By the time Jerry arrived, I had barely moved, barely breathed, and the bustle of the emergency personnel around me became white noise.
The city passed us in gray streaks as we drove in silence.
I hadn’t seen my best friend in over twenty years. The minute my world shattered, I shut myself away in the church.
I didn’t surface for air after that, and the little boy under my care hadn’t either.
At the hospital, the machines hummed, indifferent to the sadness surrounding us. The doctor shook my hand gently but solemnly.
“He didn’t make it,” he said.
I nodded.
What else was there to say?
I knew the moment I saw him that that precious man’s soul was gone.
He was somewhere far away, hopefully with his love, Elias.
The grief didn’t stop just in my chest. It was settled deep in my bones.
I failed Elias when Jack got too close, and now, despite my best efforts for months to bring his beloved some light…
He was gone, too.
Every prayer I’d said for years…they all coiled around me like a snake.
I had worn these robes for over forty years. I had never taken another person’s body since the night Sayuri gifted me hers.
Every year I’d lived as an honorable priest.
But it was a lie.
I didn’t believe in a merciful god, a vengeful god, yes. I stayed the hope of the town because, though God didn’t exist, the hope did. Sometimes that was all we had.
False prophet…
Jerry placed a hand on my shoulder, knocking me from my dark thoughts. “It was good…to hear from you, Jed. Thank you for telling me about him. He’s always been like a son to me…I feel like I’ve lost them both now.”
A tear slipped from Jerry’s cheek, and my guilt simmered in my black heart.
“I’d tell you they’re in a better place, Jer…”
Jerry waved me away. “Nah. Don’t do that shit if you’re here. I want the real Jedidiah. Not the priest, okay?”
I swallowed and nodded.
“Okay…”
The problem was…I didn’t know how to be anything but the priest now.
My identity had completely warped and molded into the lie I’d forced myself to live. The Black Onyx never came for me, and I knew why.
They wanted me alive.
But every time I held a gun in my hand, ready to end it, I thought about the blond-haired little boy who would be left behind, and I couldn’t do it.
I had letters still written. So many letters over so many years, stating that parental rights go to Jerry for Jujiro, expressing my guilt and shame. I went from angry to desperate to dangerous.
Nothing worked.
The gang might never come back for me, but they killed my soul when they took her.

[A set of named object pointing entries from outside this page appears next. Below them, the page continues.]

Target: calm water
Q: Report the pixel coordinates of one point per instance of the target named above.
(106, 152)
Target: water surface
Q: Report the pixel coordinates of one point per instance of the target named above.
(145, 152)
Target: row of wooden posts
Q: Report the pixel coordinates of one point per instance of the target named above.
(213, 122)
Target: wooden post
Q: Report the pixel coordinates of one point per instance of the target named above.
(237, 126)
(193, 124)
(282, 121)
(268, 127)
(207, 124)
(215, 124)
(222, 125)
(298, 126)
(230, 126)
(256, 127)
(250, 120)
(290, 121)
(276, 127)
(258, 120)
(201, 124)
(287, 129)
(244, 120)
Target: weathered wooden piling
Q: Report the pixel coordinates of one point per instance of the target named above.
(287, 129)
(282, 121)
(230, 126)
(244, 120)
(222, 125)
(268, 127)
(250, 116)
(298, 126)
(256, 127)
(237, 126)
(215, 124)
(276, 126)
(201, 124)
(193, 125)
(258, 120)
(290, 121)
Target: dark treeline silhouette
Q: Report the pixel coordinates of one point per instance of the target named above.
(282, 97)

“I will see you around, Jerry. We can catch up sometime.”
Jerry smiled sadly and waved. “Yeah, Jed. Take care.”
I left him behind and walked through the fluorescently lit corridors with my head heavy and my heart like concrete.
I wandered the hospital’s wings, defeated and lost. Every face was a familiar blur, and each voice greeting me sounded too distant.

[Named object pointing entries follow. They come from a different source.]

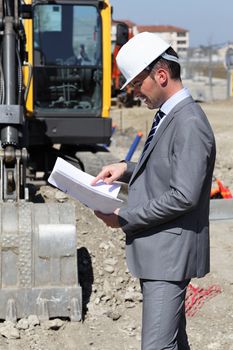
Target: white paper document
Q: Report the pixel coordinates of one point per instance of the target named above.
(76, 183)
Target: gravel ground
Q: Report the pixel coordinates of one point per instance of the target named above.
(112, 298)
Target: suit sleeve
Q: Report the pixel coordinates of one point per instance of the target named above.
(191, 165)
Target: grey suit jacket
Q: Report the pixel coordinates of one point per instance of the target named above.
(166, 219)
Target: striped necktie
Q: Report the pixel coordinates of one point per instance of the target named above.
(159, 115)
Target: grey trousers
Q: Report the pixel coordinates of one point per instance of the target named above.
(163, 315)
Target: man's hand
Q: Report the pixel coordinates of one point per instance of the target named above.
(110, 173)
(110, 220)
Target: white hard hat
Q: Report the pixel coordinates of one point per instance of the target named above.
(138, 53)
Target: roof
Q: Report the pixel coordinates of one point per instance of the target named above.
(160, 29)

When I finally reached the room, I opened the door, and I saw him.
A figure.
Sitting by the bed, soft music was playing.
His blond hair was visible before the rest of him, and just as before, my heart squeezed when he looked at me with those dark, beautiful eyes.
It was a mirror to hers.
And though hers remain closed as they have all these years, the pain that his presence brings me was just as deep now as the last time I saw him when he left Monticello for his big, stupid dreams.
It was an excuse.
We both knew it, but I couldn’t hold him back when I wasn’t able to give him any kind of animation. He needed the world.
So much of his life was stolen, and for years, I kept him hidden away from everyone, afraid they’d come for him and take the last thing I had of her.

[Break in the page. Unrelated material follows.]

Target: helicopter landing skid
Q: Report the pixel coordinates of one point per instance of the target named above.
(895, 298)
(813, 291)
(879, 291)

“Jujiro,” I said, walking closer to him.
He turned, and his usual scowl when he saw me replaced the smile he had for her.
“Jedidiah. How many times do I have to tell you? That name belongs to her. The woman on this damn bed you got killed.”
I sighed and shook my head. “She’s not dead.”
I told myself this every day. But…
“You think machines keeping her breathing is living? Keep telling yourself that to make it all better, but you killed her. She’s gone because of you!”
I tried to compose myself and look my son in the face.
“Ju—”
“I’m not Jujiro! I haven’t been for a long fucking time.” I sighed and leaned against the wall.
My body felt weak from the day’s events, and this was breaking me further.
“Fine,” I said slowly. “Why are you here, Travis? When did you leave Vegas?”
My son glared at me, his unusual clothing glittered in the light, and he shook his head.
“Ya know what? I don’t fucking know. Goodbye, Jed.”
The boy I raised walked away. All the injuries I healed throughout his life, from scrapes on his knees, bumps on his head, and tears on his cheeks…
None of it mattered when I was the reason his mother was nothing more than a ghost.
“I’m sorry, Sayuri,” I whispered, walking to her bedside and laying a kiss on her forehead.
Her body didn’t move. The machines remained a steady beep, and her chest rose and fell.
She was alive.
But she was gone. I should have killed myself with that damn gun when I had the chance. A conversation from the past flittered in my mind, and I sighed.
“You know what, Mortifera? I think I have the answer. You asked me a long time ago why Adam ate that damn apple knowing he’d go to hell, even if it was Eve that gave it to him.”
I smiled, recalling her smile and surprise.
“Living is true hell, baby. I breathe in this world with a black heart and a shattered soul. But I do it for you. Adam knew he was going to hell, but being without Eve would have been worse.”
I held her hand in mine and let the tears fall.
“Every day I will make the same choice, Sayuri. You and Jujiro are my only reason to be here anymore.” I prayed silently so she could hear me one last time as I lay my head on her chest and listened to her heart beat.
“I choose hell…because you are my heaven.”
The End.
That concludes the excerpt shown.